ZURICH — UBS AG, one of the banks hardest hit by the global credit crisis, said Wednesday that embattled Chairman Peter Kurer would step down in favor of a former member of Switzerland's governing Cabinet at the Swiss bank's April 15 shareholder meeting.
The announcement that retired Swiss politician Kaspar Villiger would replace Kurer marks the second major change atop the Swiss bank in less than a week. Thursday, in a surprise move, UBS said that former Credit Suisse Group Chief Executive Oswald Gruebel would replace Marcel Rohner as CEO of UBS with immediate effect.
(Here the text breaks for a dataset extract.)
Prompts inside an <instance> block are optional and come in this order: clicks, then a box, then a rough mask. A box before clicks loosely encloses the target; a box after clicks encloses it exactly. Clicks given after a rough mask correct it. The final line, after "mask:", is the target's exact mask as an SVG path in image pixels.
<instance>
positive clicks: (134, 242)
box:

Kurer said he was leaving after the bank's completion of changes to its operations, such as slashing risk-taking and putting more emphasis on its core private banking arm, which caters to wealthy individuals. The moves were made in reaction to some $50 billion in write-downs related to the credit crisis.
"I now think it is time to complete this transition and leave the office at the end of my one-year term," Kurer said in a statement.
The entrance of Swiss-born Villiger, 68, a member of the country's seven-person governing Cabinet from 1989 to 2003, during most of which time he served as finance minister, is linked to the hiring of Gruebel as CEO. Villiger initially turned down an offer late last year to chair UBS, but revisited his decision after Gruebel's appointment.
Villiger is ideally suited to smoothing ruffled feathers in Switzerland's political establishment, senior Celent analyst Nicolas Michellod said.
In an unusually strongly worded statement, the Finance Ministry, which spearheaded a shore-up of UBS in October, welcomed Villiger's appointment, saying he and Gruebel make an ideal team to reorient UBS.
Villiger, who doesn't have broad banking and business experience some investors had hoped for, is likely to cede more ground on determining UBS strategy to Gruebel as the two attempt to return UBS to profitability after a streak of quarterly losses.
"I think Oswald Gruebel will increasingly have more freedom, and will be able to assert his influence not only operationally but also strategically," Sal. Oppenheim analyst Javier Lodeiro said. He rates UBS at buy with a CHF22 target.
Analysts said the political and diplomatic skills of Villiger will dovetail with those of Gruebel, known as a terse communicator and quick decision-maker, and who is expected to slash jobs and restructure more vigorously than his predecessor, Rohner. Villiger acknowledged the influence of Gruebel, whom Villiger said encouraged him to take the chairman's post, saying the two will meet weekly and share an "intense, interactive" cooperation.
Shares in UBS, down 31% this year compared with a 32% fall in the Stoxx Europe 600 bank index, rose on the news. At 1419 GMT, they were up CHF0.36, or 3.6%, to CHF10.25.
Villiger, who cited "a sense of service" to Switzerland and its people as his reason for accepting the job and proposed 850,000 Swiss francs ($720,339) as an annual salary, will quit board seats at insurer Swiss Reinsurance Co. and Nestle SA if elected.
"I believe these to be exceptional times for UBS and Switzerland, and I recognize the difficulties that still lie ahead," Villiger said.
The appointment of Kurer, formerly UBS' chief general counsel, one year ago was almost immediately met with skepticism by shareholders and the Swiss public, mainly because of lack of banking experience but also because of what detractors said was his close association with long-standing former UBS chairman Marcel Ospel.
Kurer was also dogged by a U.S. probe into allegations of tax evasion against the company, which UBS settled recently through a deferred prosecution and $780 million fine.
When the bank admitted it had made mistakes, some experts questioned Kurer's claim that he knew nothing of the wrongdoing, since as chief lawyer at the time he was UBS' point person for all potential legal problems. Wednesday, UBS reiterated that neither Kurer nor former CEO Rohner knew of fraudulent UBS offshore schemes to aid clients avoid taxes.
Kurer, who is 59, said he will leave UBS altogether at the end of April, after two-week handover to Villiger following the shareholder meeting.